We should mark that the novel “The Australian Girl” is chasing the line of suspense. The very love between Amy, the Australian with a Bulgarian origin, and Philip, the typical Bulgarian boy from the end of the previous century, premises a number of conventions and obstacles: tremendous distance, which is putting the affectionate relation on trial and testing, and re-testing; different mentalities and live philosophy, different education and manners, and stiles of live, inherited and acquired in the  relevant social environment and family background; habits and understandings, etc.
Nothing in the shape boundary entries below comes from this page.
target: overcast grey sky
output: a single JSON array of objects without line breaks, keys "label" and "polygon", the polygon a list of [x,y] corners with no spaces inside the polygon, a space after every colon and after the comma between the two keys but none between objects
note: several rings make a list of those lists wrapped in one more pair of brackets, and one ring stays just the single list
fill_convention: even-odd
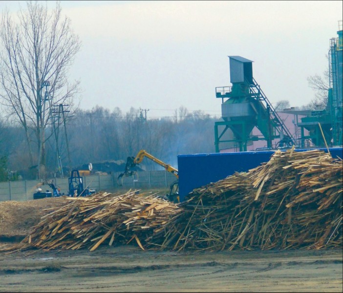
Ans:
[{"label": "overcast grey sky", "polygon": [[[229,55],[254,62],[273,105],[308,104],[315,93],[307,78],[327,69],[343,9],[341,0],[61,3],[82,42],[70,70],[81,81],[81,108],[141,107],[150,118],[180,106],[219,115],[215,87],[231,85]],[[0,10],[15,12],[20,4],[0,1]]]}]

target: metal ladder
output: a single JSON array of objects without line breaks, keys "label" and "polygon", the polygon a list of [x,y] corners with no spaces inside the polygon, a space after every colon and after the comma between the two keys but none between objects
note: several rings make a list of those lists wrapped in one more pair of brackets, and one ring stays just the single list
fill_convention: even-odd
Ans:
[{"label": "metal ladder", "polygon": [[259,101],[263,101],[269,108],[271,120],[273,121],[276,124],[275,128],[278,131],[278,132],[279,134],[281,132],[286,134],[292,140],[293,144],[295,146],[296,145],[296,141],[293,137],[293,136],[291,134],[287,127],[286,127],[286,126],[280,118],[280,116],[279,116],[279,114],[275,110],[275,109],[274,109],[273,105],[272,105],[271,103],[269,102],[269,100],[267,98],[264,93],[261,89],[259,84],[256,82],[255,79],[254,78],[253,78],[253,84],[250,85],[250,89],[252,91],[252,93],[256,95],[256,97]]}]

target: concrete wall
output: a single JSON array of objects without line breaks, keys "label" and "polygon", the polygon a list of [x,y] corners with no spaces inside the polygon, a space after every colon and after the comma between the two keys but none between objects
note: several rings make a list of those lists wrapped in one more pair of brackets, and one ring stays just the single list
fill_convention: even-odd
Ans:
[{"label": "concrete wall", "polygon": [[[172,174],[167,171],[143,171],[137,172],[138,179],[134,181],[132,177],[126,177],[123,180],[123,186],[119,186],[117,178],[120,172],[109,175],[91,175],[83,176],[84,188],[89,185],[90,188],[97,191],[113,192],[132,188],[135,189],[154,188],[169,188],[169,186],[176,180]],[[136,179],[136,178],[135,178]],[[56,185],[61,188],[61,193],[68,193],[68,178],[56,178]],[[33,199],[33,193],[41,180],[25,180],[0,182],[0,201],[6,200],[25,201]],[[48,185],[41,187],[43,191],[52,190]]]}]

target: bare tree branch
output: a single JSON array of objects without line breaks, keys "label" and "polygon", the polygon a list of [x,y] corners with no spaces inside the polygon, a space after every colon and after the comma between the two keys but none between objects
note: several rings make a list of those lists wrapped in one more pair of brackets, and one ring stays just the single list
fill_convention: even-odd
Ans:
[{"label": "bare tree branch", "polygon": [[[63,18],[59,2],[51,12],[41,1],[28,1],[21,9],[17,23],[8,11],[2,16],[0,28],[0,103],[8,113],[15,114],[25,129],[31,165],[37,156],[38,165],[44,165],[43,145],[48,137],[44,132],[52,111],[44,107],[42,89],[50,82],[46,96],[53,104],[65,104],[71,108],[79,82],[68,82],[68,72],[80,42]],[[37,145],[32,150],[33,130]],[[42,152],[41,151],[42,151]]]}]

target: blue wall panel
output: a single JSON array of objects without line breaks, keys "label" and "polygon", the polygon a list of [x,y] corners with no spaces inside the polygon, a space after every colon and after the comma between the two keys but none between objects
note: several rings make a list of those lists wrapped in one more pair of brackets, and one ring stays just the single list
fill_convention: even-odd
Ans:
[{"label": "blue wall panel", "polygon": [[[327,151],[326,149],[321,148]],[[343,158],[343,148],[330,148],[333,158]],[[307,149],[296,149],[303,151]],[[273,151],[179,155],[177,156],[180,200],[194,188],[216,182],[236,171],[247,171],[268,162]]]}]

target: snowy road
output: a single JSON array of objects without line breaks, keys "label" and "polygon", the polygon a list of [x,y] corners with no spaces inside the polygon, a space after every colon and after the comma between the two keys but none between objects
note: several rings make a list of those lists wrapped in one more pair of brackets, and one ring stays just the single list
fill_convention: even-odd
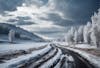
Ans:
[{"label": "snowy road", "polygon": [[[41,48],[42,47],[42,48]],[[1,63],[2,68],[95,68],[79,54],[57,44],[38,47]],[[26,51],[27,52],[27,51]],[[14,58],[13,58],[14,57]],[[6,60],[6,59],[5,59]]]}]

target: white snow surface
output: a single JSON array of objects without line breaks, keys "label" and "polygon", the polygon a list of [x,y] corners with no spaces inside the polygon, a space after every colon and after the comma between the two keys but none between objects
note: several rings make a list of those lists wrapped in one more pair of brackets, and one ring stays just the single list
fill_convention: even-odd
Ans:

Let us add here and one exceptional reason - it turns out that one of the parents of the enamored is of them both, and Amy has to pay for the faults and infatuations of her mother.

 

In our case, the authoress has reached a certain narrative success - she slowly and delicately prompts this dramatic case during all the narration; but she revealed it and proclaimed it finally just at the end, after condensing and concentrating the things up to that moment, for turning one seemingly loving and lyric relationship into a trial, a drama, a fate.

 

As I have said, the task Margarita Monaco has posed to herself is of much higher density. Above the intimate histories and in parallel to them, she includes our hard live in the crucial moments of the last two-three decades - the reduced, cut-down and somewhat gray existence of the people at the end of the so called “developed socialism”, the painful adaptation to the new circumstances, terms and mentality, to an unknown and unwanted live and relations; the disappointments, the new confusion and the withdrawal into the safe harbor of the family.

 

This way in her both novels – “Marina” and “The Australian Girl”, the authoress Margarita Monaco has made the contents of her works problematic, much deeper and on a much larger scale and dimensions.